Un fuoco covato sotto la cenere, alla prima occasione è esplosa la fiamma e ha travolto tutto. Solo così si può spiegare la pioggia di striscioni che hanno avuto come unico comune denominatore l'invettiva nei confronti di De Laurentiis. Vari punti della città ornati con messaggi non proprio amorevoli. Da Riviera di Chiaia fino al mega messaggio affisso all'ingresso del Tunnel della Vittoria, in via Acton (foto tratta da gazzetta.it). Una rabbia montata col passare del tempo, esplosa con la cessione di Higuain e diventata irrefrenabile per una campagna acquisti che stenta a decollare, almeno agli occhi dei tifosi azzurri. Non bastano gli arrivi degli ultimi giorni, l'organizzazione deficitaria dell'amichevole per i 90 anni della società e la mancanza del sostituto del Pipita, l'uomo che deve riaccendere la passione, tra le motivazioni principali. La storia con Icardi ha logorato tutti, un amore nato, forse grazie solo a Wanda Nara, finito con messaggi dell'argentino all'Inter e riacceso in attesa che il giocatore faccia la sua mossa. Intanto altre trattative nascono o riprendono corpo.
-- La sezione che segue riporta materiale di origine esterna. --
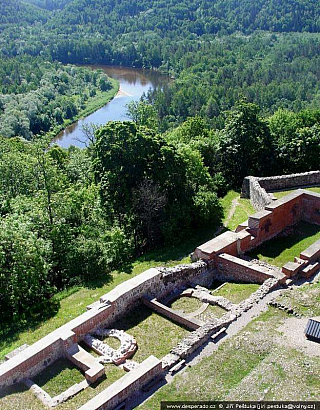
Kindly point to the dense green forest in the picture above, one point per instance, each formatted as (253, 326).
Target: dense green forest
(244, 100)
(37, 96)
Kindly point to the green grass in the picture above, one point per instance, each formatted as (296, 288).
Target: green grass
(155, 335)
(19, 398)
(283, 249)
(236, 292)
(305, 300)
(281, 194)
(186, 304)
(242, 211)
(73, 301)
(226, 202)
(247, 366)
(58, 377)
(215, 311)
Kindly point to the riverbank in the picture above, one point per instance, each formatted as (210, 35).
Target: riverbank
(93, 104)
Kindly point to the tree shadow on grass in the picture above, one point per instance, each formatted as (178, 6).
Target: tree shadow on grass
(274, 247)
(10, 331)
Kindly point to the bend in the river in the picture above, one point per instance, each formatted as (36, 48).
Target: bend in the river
(133, 83)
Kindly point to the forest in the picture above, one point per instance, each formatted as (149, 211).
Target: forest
(244, 101)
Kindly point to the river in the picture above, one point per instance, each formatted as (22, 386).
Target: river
(133, 83)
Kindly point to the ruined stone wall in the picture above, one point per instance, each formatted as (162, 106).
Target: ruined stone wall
(230, 268)
(123, 388)
(252, 189)
(256, 188)
(154, 283)
(112, 306)
(283, 182)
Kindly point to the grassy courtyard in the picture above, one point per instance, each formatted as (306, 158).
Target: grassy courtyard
(256, 364)
(58, 377)
(236, 292)
(280, 194)
(155, 335)
(186, 304)
(283, 249)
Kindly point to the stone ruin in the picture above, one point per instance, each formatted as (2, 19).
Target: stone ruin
(219, 259)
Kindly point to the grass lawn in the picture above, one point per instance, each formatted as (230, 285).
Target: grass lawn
(280, 194)
(305, 300)
(73, 301)
(241, 213)
(186, 304)
(236, 292)
(155, 335)
(248, 366)
(58, 377)
(283, 249)
(19, 398)
(215, 311)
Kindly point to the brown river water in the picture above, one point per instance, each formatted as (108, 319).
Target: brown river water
(133, 83)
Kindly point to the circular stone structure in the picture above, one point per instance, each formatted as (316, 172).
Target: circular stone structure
(128, 345)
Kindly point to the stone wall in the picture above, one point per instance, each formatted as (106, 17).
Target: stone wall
(263, 225)
(112, 306)
(256, 188)
(235, 269)
(131, 383)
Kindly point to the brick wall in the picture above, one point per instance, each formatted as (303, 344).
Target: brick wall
(129, 384)
(256, 188)
(235, 269)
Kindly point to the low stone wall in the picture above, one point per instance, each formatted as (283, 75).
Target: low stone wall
(131, 383)
(188, 322)
(200, 336)
(282, 182)
(112, 306)
(263, 225)
(235, 269)
(256, 188)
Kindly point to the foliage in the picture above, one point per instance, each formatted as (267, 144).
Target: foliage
(36, 96)
(133, 162)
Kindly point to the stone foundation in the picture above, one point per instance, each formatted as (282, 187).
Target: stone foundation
(256, 188)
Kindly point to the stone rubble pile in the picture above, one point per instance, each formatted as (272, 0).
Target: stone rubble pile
(108, 354)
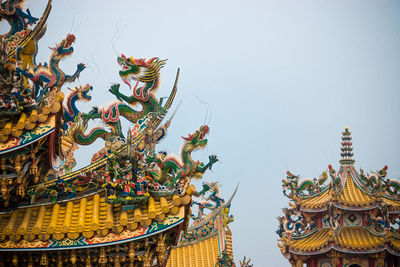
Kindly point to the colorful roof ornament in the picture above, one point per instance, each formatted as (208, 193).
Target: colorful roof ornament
(353, 219)
(131, 204)
(347, 148)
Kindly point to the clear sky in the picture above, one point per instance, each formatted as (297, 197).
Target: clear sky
(277, 81)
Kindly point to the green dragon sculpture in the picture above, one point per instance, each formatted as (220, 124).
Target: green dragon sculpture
(147, 72)
(304, 188)
(170, 170)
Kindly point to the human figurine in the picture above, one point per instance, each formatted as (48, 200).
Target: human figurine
(152, 137)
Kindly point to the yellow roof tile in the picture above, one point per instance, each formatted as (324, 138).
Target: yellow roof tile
(79, 217)
(201, 254)
(312, 242)
(317, 202)
(348, 238)
(354, 196)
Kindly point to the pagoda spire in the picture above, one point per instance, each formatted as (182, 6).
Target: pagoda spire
(347, 148)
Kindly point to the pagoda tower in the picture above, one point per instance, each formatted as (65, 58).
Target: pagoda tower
(352, 220)
(131, 204)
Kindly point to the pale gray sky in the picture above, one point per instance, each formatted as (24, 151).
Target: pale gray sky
(280, 78)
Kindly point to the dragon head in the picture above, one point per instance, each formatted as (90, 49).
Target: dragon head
(196, 140)
(83, 92)
(64, 48)
(140, 69)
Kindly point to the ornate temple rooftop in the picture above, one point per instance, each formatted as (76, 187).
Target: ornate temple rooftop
(354, 212)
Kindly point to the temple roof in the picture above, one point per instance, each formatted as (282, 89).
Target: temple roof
(201, 254)
(86, 218)
(354, 213)
(348, 189)
(349, 239)
(351, 196)
(205, 240)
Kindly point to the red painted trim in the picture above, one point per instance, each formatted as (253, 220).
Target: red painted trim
(319, 220)
(371, 262)
(51, 148)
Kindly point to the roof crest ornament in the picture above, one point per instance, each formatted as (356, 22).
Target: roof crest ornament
(347, 148)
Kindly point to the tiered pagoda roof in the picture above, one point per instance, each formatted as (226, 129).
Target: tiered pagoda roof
(355, 213)
(207, 240)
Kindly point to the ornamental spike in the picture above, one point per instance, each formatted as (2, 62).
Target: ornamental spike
(347, 148)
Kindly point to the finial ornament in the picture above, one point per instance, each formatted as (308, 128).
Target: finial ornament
(347, 148)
Si inizia apensare seriamente a Bacca, un'operazione senza futuro, così come la chiacchierata con Tevez è servita solo a capire che non ci sono margini per età e pretese economiche. Stuzzica di più Jovetic ma lo scoglio è ancora una volta l'Inter, restia cedere i propri giocatori se non davanti ad assegni pesanti. E allora inizia realmente a prendere piede la soluzione interna. Sicuri che Gabbiadini, senza l'ingombrante ombra di Higuain, non possa essere l'attaccante giusto? Di sicuro l'attaccante sta lavorando sodo e nelle gerarchie si trova davanti a tanti giocatori sondati sul mercato ma la sua maledizione continua: pesa anche l'ombra di un giocatore che non c'è e questo rischia di logorare l'atleta e l'allenatore stesso. I tifosi no, la loro pazienza ha già superato ogni limite accettabile.